Online Bekasi – Puluhan lukisan abstrak berjejer rapih di permukaan tembok ruang Muzdalifah, Islamic Center Bekasi, Selasa (13/6). Pengunjuang secara khidmat mencermati setiap pesan yang disuguhkan pameran tunggal pelukis Bekasi Edo Abdullah. Pesan religi begitu kentara. Berikut laporannya.
Edo terlihat gusar lantaran persiapan lukisannya belum sempurna menjelang detik pembukaan pameran tunggalnya. Padahal, secara kasat mata puluhan lukisan tersebut sudah mempertontonkan kesempurnaan. Ternyata, baginya, ia tak mau merusak esensi karena perkara kecil.
“Bentar mas, hanya memasang nama jenis lukisannya saja,” ucap Edo sembari memasang name tag lukisan.
Ya, Edo merupakan pelukis Bekasi yang tengah melakukan pameran tunggal yang berlangsung 13 Juni-18 Juni 2017 mendatang. Pameran tunggal ini dilakukan sebagai langkah awal untuk merajut mimpi menjadikan Kota Bekasi sebagai daerah layak seni.
Edo merupakan pelukis kelahiran Surabaya, 2 Desember 1957 yang sudah bertahun-tahun tinggal di Kota Patriot. Ia telah mengantongi gelar kesarjanaannya kala menyelesaikan studi seni rupa di IKIP Jakarta yang kini bernama UNJ.
Dalam melukis, Edo memihak kepada corak seni lukis abstrak yang mengandalkan penghadiran sentuhan, bentuk, cipratan, sapuan garis, sampai penyamran bentuk dan unsur bidang warna. Kefasihannya dalam memahami karakter visual yang muncul dari sebuah aspek teknis menghadirkan bentuk non representasional. Tegasnya, ia menyelipkan sebuah pesan yang terkandung dalam ayat suci Alquran pada setiap hasil seni lukisnya.
“Saya menggunakan unsur inderawi dan tabiat teknis artistik untuk melahirkan karya sebagai pesan yang penuh dengan makna,” terang Edo.
Umumnya, dalam sebuah gambar viasual banyak yang telah terproduksi seperti visual sinar matahari, orang berkeringat, tanah retak, atau rumah roboh. Namun, ia memiliki jalur berbeda dengan menempatkan kanvas pada eksistensi Allah. “Orientasi kita pada sifat yang termuat dalam asmsul husna,” katanya.

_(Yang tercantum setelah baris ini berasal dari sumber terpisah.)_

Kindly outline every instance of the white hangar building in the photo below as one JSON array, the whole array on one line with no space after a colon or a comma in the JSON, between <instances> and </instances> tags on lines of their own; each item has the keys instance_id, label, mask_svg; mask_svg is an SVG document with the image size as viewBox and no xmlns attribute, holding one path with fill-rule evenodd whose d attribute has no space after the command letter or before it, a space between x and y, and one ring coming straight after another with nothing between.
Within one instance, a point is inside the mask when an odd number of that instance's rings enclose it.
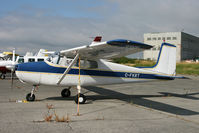
<instances>
[{"instance_id":1,"label":"white hangar building","mask_svg":"<svg viewBox=\"0 0 199 133\"><path fill-rule=\"evenodd\" d=\"M177 61L192 60L199 57L199 38L184 32L164 32L144 34L144 43L153 45L143 52L144 59L157 60L163 42L177 47Z\"/></svg>"}]
</instances>

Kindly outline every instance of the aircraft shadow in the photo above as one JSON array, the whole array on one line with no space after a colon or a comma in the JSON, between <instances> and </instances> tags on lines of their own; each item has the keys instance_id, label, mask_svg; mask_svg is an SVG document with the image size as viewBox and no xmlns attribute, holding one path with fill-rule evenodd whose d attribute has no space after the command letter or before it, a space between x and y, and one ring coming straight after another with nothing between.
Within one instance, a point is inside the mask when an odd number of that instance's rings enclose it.
<instances>
[{"instance_id":1,"label":"aircraft shadow","mask_svg":"<svg viewBox=\"0 0 199 133\"><path fill-rule=\"evenodd\" d=\"M131 104L136 104L139 106L175 114L175 115L198 115L199 112L192 111L189 109L185 109L182 107L177 107L174 105L169 105L166 103L161 103L157 101L152 101L149 99L145 98L150 98L150 97L166 97L166 96L177 96L177 97L182 97L182 98L189 98L193 100L198 100L198 98L194 98L191 96L185 96L185 95L180 95L180 94L174 94L174 93L165 93L165 92L160 92L160 95L128 95L128 94L123 94L120 92L112 91L109 89L105 89L102 87L96 87L96 86L87 86L84 87L88 91L93 91L95 93L98 93L100 95L86 95L88 102L92 103L92 101L96 100L105 100L105 99L118 99L127 103ZM62 97L48 97L46 100L66 100L66 98ZM74 100L74 97L67 98L67 100Z\"/></svg>"}]
</instances>

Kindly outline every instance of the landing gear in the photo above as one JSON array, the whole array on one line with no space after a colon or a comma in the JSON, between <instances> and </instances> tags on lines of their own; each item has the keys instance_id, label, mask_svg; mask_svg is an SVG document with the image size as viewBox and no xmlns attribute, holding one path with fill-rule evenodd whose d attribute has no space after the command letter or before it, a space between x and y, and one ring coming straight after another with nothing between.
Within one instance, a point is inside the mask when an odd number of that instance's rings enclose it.
<instances>
[{"instance_id":1,"label":"landing gear","mask_svg":"<svg viewBox=\"0 0 199 133\"><path fill-rule=\"evenodd\" d=\"M34 95L34 92L35 92L36 88L37 88L37 86L36 86L36 85L34 85L34 86L33 86L33 88L32 88L31 93L28 93L28 94L26 95L26 100L27 100L27 101L30 101L30 102L35 101L35 95Z\"/></svg>"},{"instance_id":2,"label":"landing gear","mask_svg":"<svg viewBox=\"0 0 199 133\"><path fill-rule=\"evenodd\" d=\"M84 104L86 102L86 96L84 94L81 94L81 86L77 86L77 95L75 97L75 103L76 104Z\"/></svg>"},{"instance_id":3,"label":"landing gear","mask_svg":"<svg viewBox=\"0 0 199 133\"><path fill-rule=\"evenodd\" d=\"M61 91L61 96L62 96L62 97L70 97L70 95L71 95L70 88L71 88L71 87L69 87L68 89L63 89L63 90Z\"/></svg>"},{"instance_id":4,"label":"landing gear","mask_svg":"<svg viewBox=\"0 0 199 133\"><path fill-rule=\"evenodd\" d=\"M79 98L79 99L78 99ZM78 104L78 100L79 100L79 104L84 104L86 102L86 96L84 94L79 93L76 97L75 97L75 103Z\"/></svg>"},{"instance_id":5,"label":"landing gear","mask_svg":"<svg viewBox=\"0 0 199 133\"><path fill-rule=\"evenodd\" d=\"M5 79L5 78L6 78L6 75L5 75L4 73L2 73L2 74L0 75L0 78L1 78L1 79Z\"/></svg>"}]
</instances>

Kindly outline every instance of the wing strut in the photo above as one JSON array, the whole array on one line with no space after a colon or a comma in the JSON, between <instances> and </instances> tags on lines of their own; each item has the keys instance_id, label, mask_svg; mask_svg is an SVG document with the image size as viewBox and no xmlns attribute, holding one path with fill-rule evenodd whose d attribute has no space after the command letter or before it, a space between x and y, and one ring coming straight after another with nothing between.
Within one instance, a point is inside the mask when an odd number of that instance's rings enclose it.
<instances>
[{"instance_id":1,"label":"wing strut","mask_svg":"<svg viewBox=\"0 0 199 133\"><path fill-rule=\"evenodd\" d=\"M64 79L64 77L66 76L66 74L68 74L68 72L70 71L71 67L74 65L74 63L77 61L77 59L79 58L79 53L77 53L77 55L75 56L75 58L73 59L73 61L70 63L70 65L68 66L68 68L65 70L65 72L63 73L63 75L61 76L61 78L59 79L59 81L57 82L57 85L59 85L62 80Z\"/></svg>"}]
</instances>

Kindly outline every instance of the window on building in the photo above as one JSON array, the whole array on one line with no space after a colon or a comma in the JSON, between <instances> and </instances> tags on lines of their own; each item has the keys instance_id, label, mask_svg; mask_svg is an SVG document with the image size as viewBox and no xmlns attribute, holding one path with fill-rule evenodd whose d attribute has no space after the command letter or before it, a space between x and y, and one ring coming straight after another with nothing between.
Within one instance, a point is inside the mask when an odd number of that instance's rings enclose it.
<instances>
[{"instance_id":1,"label":"window on building","mask_svg":"<svg viewBox=\"0 0 199 133\"><path fill-rule=\"evenodd\" d=\"M34 58L29 58L28 62L35 62L35 59Z\"/></svg>"},{"instance_id":2,"label":"window on building","mask_svg":"<svg viewBox=\"0 0 199 133\"><path fill-rule=\"evenodd\" d=\"M167 40L171 40L171 37L167 37Z\"/></svg>"},{"instance_id":3,"label":"window on building","mask_svg":"<svg viewBox=\"0 0 199 133\"><path fill-rule=\"evenodd\" d=\"M149 38L147 38L147 40L148 40L148 41L150 41L150 40L151 40L151 38L149 37Z\"/></svg>"},{"instance_id":4,"label":"window on building","mask_svg":"<svg viewBox=\"0 0 199 133\"><path fill-rule=\"evenodd\" d=\"M37 61L44 61L44 59L37 59Z\"/></svg>"}]
</instances>

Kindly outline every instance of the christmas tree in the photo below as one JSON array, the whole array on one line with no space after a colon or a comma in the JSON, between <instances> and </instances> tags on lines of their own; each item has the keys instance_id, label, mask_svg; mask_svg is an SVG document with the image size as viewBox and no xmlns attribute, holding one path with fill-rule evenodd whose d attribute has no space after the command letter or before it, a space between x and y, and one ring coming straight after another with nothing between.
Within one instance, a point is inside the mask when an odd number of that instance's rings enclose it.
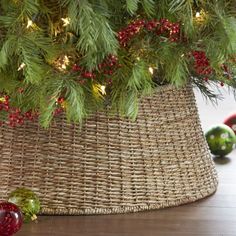
<instances>
[{"instance_id":1,"label":"christmas tree","mask_svg":"<svg viewBox=\"0 0 236 236\"><path fill-rule=\"evenodd\" d=\"M158 86L236 88L235 0L0 0L0 120L105 109Z\"/></svg>"}]
</instances>

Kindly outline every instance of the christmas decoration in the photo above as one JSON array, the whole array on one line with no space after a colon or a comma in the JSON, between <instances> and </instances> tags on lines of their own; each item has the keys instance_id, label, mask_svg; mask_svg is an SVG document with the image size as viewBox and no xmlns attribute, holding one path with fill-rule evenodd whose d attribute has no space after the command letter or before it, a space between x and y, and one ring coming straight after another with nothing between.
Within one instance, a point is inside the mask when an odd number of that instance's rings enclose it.
<instances>
[{"instance_id":1,"label":"christmas decoration","mask_svg":"<svg viewBox=\"0 0 236 236\"><path fill-rule=\"evenodd\" d=\"M236 134L236 113L230 115L224 120L224 124L228 125Z\"/></svg>"},{"instance_id":2,"label":"christmas decoration","mask_svg":"<svg viewBox=\"0 0 236 236\"><path fill-rule=\"evenodd\" d=\"M234 9L234 0L0 0L1 124L48 127L62 112L82 122L107 105L135 119L140 96L166 84L193 83L209 98L211 85L235 89Z\"/></svg>"},{"instance_id":3,"label":"christmas decoration","mask_svg":"<svg viewBox=\"0 0 236 236\"><path fill-rule=\"evenodd\" d=\"M12 236L22 226L22 213L19 208L9 202L0 202L0 235Z\"/></svg>"},{"instance_id":4,"label":"christmas decoration","mask_svg":"<svg viewBox=\"0 0 236 236\"><path fill-rule=\"evenodd\" d=\"M206 132L206 140L213 155L226 156L232 152L236 137L231 128L221 124Z\"/></svg>"},{"instance_id":5,"label":"christmas decoration","mask_svg":"<svg viewBox=\"0 0 236 236\"><path fill-rule=\"evenodd\" d=\"M17 188L10 193L8 201L19 206L26 222L37 219L36 215L40 211L40 201L33 191L26 188Z\"/></svg>"}]
</instances>

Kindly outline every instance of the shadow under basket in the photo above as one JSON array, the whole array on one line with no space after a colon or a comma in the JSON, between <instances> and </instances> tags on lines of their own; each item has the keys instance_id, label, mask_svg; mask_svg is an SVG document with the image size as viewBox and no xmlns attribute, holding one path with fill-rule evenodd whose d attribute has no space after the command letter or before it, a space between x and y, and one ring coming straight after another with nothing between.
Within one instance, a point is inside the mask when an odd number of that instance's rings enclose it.
<instances>
[{"instance_id":1,"label":"shadow under basket","mask_svg":"<svg viewBox=\"0 0 236 236\"><path fill-rule=\"evenodd\" d=\"M41 213L113 214L194 202L217 174L190 85L140 100L135 122L99 112L83 127L57 117L49 130L0 127L0 199L38 194Z\"/></svg>"}]
</instances>

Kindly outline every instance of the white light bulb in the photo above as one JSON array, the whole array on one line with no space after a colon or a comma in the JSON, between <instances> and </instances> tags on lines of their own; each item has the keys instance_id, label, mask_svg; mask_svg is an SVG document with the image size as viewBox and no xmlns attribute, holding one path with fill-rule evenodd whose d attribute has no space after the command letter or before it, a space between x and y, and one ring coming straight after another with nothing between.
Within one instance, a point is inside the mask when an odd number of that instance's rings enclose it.
<instances>
[{"instance_id":1,"label":"white light bulb","mask_svg":"<svg viewBox=\"0 0 236 236\"><path fill-rule=\"evenodd\" d=\"M27 26L26 28L28 29L29 27L31 27L33 25L33 21L28 19L28 23L27 23Z\"/></svg>"},{"instance_id":2,"label":"white light bulb","mask_svg":"<svg viewBox=\"0 0 236 236\"><path fill-rule=\"evenodd\" d=\"M61 18L61 20L63 21L63 26L66 27L67 25L70 24L70 18L66 17L66 18Z\"/></svg>"},{"instance_id":3,"label":"white light bulb","mask_svg":"<svg viewBox=\"0 0 236 236\"><path fill-rule=\"evenodd\" d=\"M102 92L102 95L106 94L106 86L105 85L101 85L101 92Z\"/></svg>"},{"instance_id":4,"label":"white light bulb","mask_svg":"<svg viewBox=\"0 0 236 236\"><path fill-rule=\"evenodd\" d=\"M25 66L26 66L25 63L22 63L22 64L19 66L19 68L18 68L17 71L20 71L20 70L24 69Z\"/></svg>"},{"instance_id":5,"label":"white light bulb","mask_svg":"<svg viewBox=\"0 0 236 236\"><path fill-rule=\"evenodd\" d=\"M201 16L200 12L196 12L196 17L199 18Z\"/></svg>"},{"instance_id":6,"label":"white light bulb","mask_svg":"<svg viewBox=\"0 0 236 236\"><path fill-rule=\"evenodd\" d=\"M149 67L148 70L152 75L154 74L154 69L152 67Z\"/></svg>"}]
</instances>

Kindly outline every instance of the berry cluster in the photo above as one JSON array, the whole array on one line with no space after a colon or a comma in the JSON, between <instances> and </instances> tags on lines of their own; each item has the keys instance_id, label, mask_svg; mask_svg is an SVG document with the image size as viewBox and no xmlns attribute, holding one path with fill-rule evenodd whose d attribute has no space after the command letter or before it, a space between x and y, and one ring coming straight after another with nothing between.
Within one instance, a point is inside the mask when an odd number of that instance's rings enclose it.
<instances>
[{"instance_id":1,"label":"berry cluster","mask_svg":"<svg viewBox=\"0 0 236 236\"><path fill-rule=\"evenodd\" d=\"M34 120L38 117L36 112L28 111L21 112L18 108L10 107L10 98L9 96L2 96L0 99L0 112L6 112L8 120L5 122L11 127L15 127L17 125L23 125L25 120ZM1 122L0 125L3 125L4 122Z\"/></svg>"},{"instance_id":2,"label":"berry cluster","mask_svg":"<svg viewBox=\"0 0 236 236\"><path fill-rule=\"evenodd\" d=\"M118 59L114 55L108 56L102 63L98 65L98 70L86 71L86 69L78 64L74 64L72 67L72 73L78 73L80 82L84 83L83 79L98 79L107 78L114 74L114 71L119 67ZM83 78L81 80L81 78ZM109 79L110 81L110 79Z\"/></svg>"},{"instance_id":3,"label":"berry cluster","mask_svg":"<svg viewBox=\"0 0 236 236\"><path fill-rule=\"evenodd\" d=\"M155 19L151 21L136 20L118 32L120 45L126 47L129 41L143 29L153 32L157 36L165 36L171 42L176 42L180 39L179 23L170 22L168 19L161 19L159 21Z\"/></svg>"},{"instance_id":4,"label":"berry cluster","mask_svg":"<svg viewBox=\"0 0 236 236\"><path fill-rule=\"evenodd\" d=\"M203 51L193 51L192 55L194 57L194 69L197 74L209 76L213 73L210 67L210 61L206 57L206 53Z\"/></svg>"}]
</instances>

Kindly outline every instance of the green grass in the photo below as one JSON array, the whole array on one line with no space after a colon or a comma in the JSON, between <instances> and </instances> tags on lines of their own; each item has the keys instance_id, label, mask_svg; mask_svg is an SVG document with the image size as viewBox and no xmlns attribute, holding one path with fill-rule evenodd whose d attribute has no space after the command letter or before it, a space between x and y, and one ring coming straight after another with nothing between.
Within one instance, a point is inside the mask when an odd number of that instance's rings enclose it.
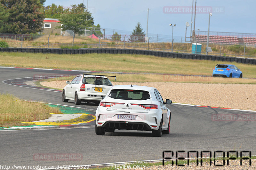
<instances>
[{"instance_id":1,"label":"green grass","mask_svg":"<svg viewBox=\"0 0 256 170\"><path fill-rule=\"evenodd\" d=\"M244 77L256 78L256 65L235 62L123 54L0 53L1 66L94 71L211 75L216 65L223 62L235 64L243 71Z\"/></svg>"},{"instance_id":2,"label":"green grass","mask_svg":"<svg viewBox=\"0 0 256 170\"><path fill-rule=\"evenodd\" d=\"M24 101L9 94L0 94L0 126L2 127L26 125L20 123L46 119L51 116L49 113L61 113L58 107Z\"/></svg>"}]
</instances>

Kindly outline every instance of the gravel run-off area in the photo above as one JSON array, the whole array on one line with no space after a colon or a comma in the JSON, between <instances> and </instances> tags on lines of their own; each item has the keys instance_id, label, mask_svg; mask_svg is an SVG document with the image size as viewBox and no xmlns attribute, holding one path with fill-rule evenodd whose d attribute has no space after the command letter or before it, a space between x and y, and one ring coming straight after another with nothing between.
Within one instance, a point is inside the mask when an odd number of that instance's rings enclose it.
<instances>
[{"instance_id":1,"label":"gravel run-off area","mask_svg":"<svg viewBox=\"0 0 256 170\"><path fill-rule=\"evenodd\" d=\"M66 81L44 81L44 86L63 89ZM172 82L119 82L113 85L138 85L154 87L164 100L173 103L256 110L256 84L204 84Z\"/></svg>"}]
</instances>

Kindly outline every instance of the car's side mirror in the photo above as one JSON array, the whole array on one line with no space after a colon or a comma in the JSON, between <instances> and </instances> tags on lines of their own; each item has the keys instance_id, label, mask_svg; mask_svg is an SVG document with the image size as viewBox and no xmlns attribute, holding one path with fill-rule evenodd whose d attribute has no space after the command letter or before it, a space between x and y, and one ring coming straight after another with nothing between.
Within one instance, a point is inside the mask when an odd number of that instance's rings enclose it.
<instances>
[{"instance_id":1,"label":"car's side mirror","mask_svg":"<svg viewBox=\"0 0 256 170\"><path fill-rule=\"evenodd\" d=\"M166 99L165 100L165 104L172 104L172 101L170 99Z\"/></svg>"}]
</instances>

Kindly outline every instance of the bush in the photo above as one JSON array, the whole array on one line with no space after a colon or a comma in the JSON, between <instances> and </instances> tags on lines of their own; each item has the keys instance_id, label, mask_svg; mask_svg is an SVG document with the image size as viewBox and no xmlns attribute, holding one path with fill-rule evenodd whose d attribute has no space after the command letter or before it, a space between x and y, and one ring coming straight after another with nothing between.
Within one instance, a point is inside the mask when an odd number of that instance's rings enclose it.
<instances>
[{"instance_id":1,"label":"bush","mask_svg":"<svg viewBox=\"0 0 256 170\"><path fill-rule=\"evenodd\" d=\"M0 47L6 48L9 47L9 46L8 45L7 43L4 41L0 41Z\"/></svg>"}]
</instances>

Keputusan menempatkan kanvas atas sifat-sifat Allah tak lepas dari hasil perenungannya terhadap eksistensial keberadaan Allah berserta segala Sifat-Nya. Nyatanya, dalam lukisan Edo tidak memunculkan sebuah kaligrafi yang umumnya nampak dalam karya yang berpesan ayat suci. Ia benar-benar menempatkan diri dengan abstrak murni tanpa ada unsur kaligrafi.
Menyelami karyanya seolah para pengunjung akan terlarut dalam keindahan yang telah disediakan Allah. Dari hasil artistik ini, Edo sudah menggelar pameran, baik kelompok maupun tunggal, di seantero Jabodetabek. Hanya saja, ia justru khawatir jika minimnya ketersediaan ruang seni di Kota Bekasi melarikan bibit pelukis.
“Banyak bibit berkualitas, lagi-lagi mereka lari ke Jakarta karena di Bekasi tidak ada tempat untuk membantu mengembangkan bakat mereka,” ungkap Edo khawatir.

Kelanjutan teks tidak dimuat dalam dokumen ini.